Torniamo a pensare che la politica sia bella
4 Settembre 2008 – 11:45 
Ora è necessario riprendere l’attività politica nei Circoli perché la destra sta mettendo in ginocchio il Paese. Il Governo sta mettendo in campo provvedimenti di facciata che non risolvono i gravi problemi di questo Paese. Il piano per salvare l’Alitalia si risolverà nel caricare sulle spalle dei cittadini i debiti della Compagnia, il decreto sulla scuola del Ministro Gelmini metterà in discussioni importanti servizi come il tempo pieno nella scuola primaria, il progetto di federalismo fiscale del Ministro Calderoli creerà maggiori disuguaglianze tra le regioni e la manovra fiscale non contiene alcun provvedimento concreto per risolvere la questione divenuta ormai prioritaria per gli italiani e cioè il tema della perdita di acquisto di salari e pensioni.Il Partito Democratico deve essere il punto di riferimento dell’opposizione a una destra che, in realtà, si disinteressa dei problemi del Paese e che privilegia misure populiste.

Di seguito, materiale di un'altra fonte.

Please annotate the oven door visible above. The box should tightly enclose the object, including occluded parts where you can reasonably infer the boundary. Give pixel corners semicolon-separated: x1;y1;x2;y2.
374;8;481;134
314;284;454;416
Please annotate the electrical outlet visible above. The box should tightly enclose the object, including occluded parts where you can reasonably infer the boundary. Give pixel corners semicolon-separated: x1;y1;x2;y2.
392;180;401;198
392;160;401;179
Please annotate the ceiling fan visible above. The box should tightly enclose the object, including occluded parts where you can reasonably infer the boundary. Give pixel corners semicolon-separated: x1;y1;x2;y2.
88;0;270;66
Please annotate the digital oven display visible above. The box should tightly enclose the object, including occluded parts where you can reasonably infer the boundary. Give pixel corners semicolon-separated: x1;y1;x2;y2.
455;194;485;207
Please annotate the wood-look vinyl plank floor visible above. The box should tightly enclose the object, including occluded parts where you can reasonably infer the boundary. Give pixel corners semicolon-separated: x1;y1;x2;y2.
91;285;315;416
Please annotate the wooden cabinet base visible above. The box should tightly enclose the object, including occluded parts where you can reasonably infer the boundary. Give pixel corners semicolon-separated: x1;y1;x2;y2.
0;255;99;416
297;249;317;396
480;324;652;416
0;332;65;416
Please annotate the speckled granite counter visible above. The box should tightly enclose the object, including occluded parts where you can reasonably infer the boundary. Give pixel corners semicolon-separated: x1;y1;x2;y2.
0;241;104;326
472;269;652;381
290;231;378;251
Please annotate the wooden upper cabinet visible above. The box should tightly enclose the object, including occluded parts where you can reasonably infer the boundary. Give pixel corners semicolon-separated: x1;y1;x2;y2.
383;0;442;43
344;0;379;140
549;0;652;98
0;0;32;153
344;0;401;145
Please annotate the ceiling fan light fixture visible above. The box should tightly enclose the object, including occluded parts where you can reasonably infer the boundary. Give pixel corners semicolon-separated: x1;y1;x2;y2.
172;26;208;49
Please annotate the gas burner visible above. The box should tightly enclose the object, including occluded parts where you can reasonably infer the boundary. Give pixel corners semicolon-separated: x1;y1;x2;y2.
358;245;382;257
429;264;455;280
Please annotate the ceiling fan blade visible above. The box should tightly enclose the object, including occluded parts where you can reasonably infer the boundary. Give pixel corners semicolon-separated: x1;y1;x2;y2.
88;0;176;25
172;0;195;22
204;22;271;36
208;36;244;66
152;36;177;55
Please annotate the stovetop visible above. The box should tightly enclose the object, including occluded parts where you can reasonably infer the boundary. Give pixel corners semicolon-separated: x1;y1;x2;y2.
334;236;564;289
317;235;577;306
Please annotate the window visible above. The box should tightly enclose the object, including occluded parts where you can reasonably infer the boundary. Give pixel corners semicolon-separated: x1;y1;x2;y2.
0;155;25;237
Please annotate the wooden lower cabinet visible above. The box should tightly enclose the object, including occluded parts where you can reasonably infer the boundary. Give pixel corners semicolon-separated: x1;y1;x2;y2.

Dobbiamo superare la fase di confronto interno che ha caratterizzato i primi mesi di opposizione e ricominciare a fare politica tra i cittadini.
Io credo che dobbiamo tornare a pensare che la politica sia bella e che il Partito Democratico sia uno strumento in mano agli iscritti e ai cittadini per dare corpo ai nostri sogni.Voglio credere che la politica sia bella perché penso che grazie alla politica noi possiamo migliorare il nostro Paese e il nostro Comune e non arricchire il conto in banca.Voglio credere che la politica sia bella perché voglio pensare di potere contare nelle decisioni importanti del Partito e non pensare che il mio voto sia inutile. Io sono convinto che la politica possa essere bella perché credo nella carica innovativa del Partito Democratico, ma per dare corpo a questa novità dobbiamo essere noi i primi a impegnarci perché il Partito diventi questo strumento.La destra governa perché oggi il Paese è diviso tra ricchi e poveri, tra nord e sud, tra furbi e onesti, tra coloro che credono ancora nel futuro e coloro che ormai hanno smesso da tempo di pensare che domani si starà meglio. Noi vogliamo unire questo Paese, ma per fare ciò dobbiamo credere che si possa fare. Il Pd sarà quello che noi vorremo che sia e vivrà del nostro impegno.
Non sarà facile e forse dovremo sopportare ancora per qualche tempo l’arroganza di questa destra, ma il nostro compito è quello di dire che l’Italia che vogliamo non è quella che ci viene presentata dai Tg che hanno smesso di parlare della realtà e che si accontentano di leggere un foglio scritto da qualcun altro. Noi vogliamo che la gente pensi che la Politica abbia la P maiuscola perché questa sa tracciare la strada per il Paese e non solo per qualcuno. Riacquistiamo fiducia e riprendiamo a stare tra la gente perché nel 2009 si svolgeranno elezioni locali e nazionali decisive e per ottenere una grande affermazione del Pd è necessario l’impegno di tutto il gruppo dirigente e dei Circoli, nessuno escluso.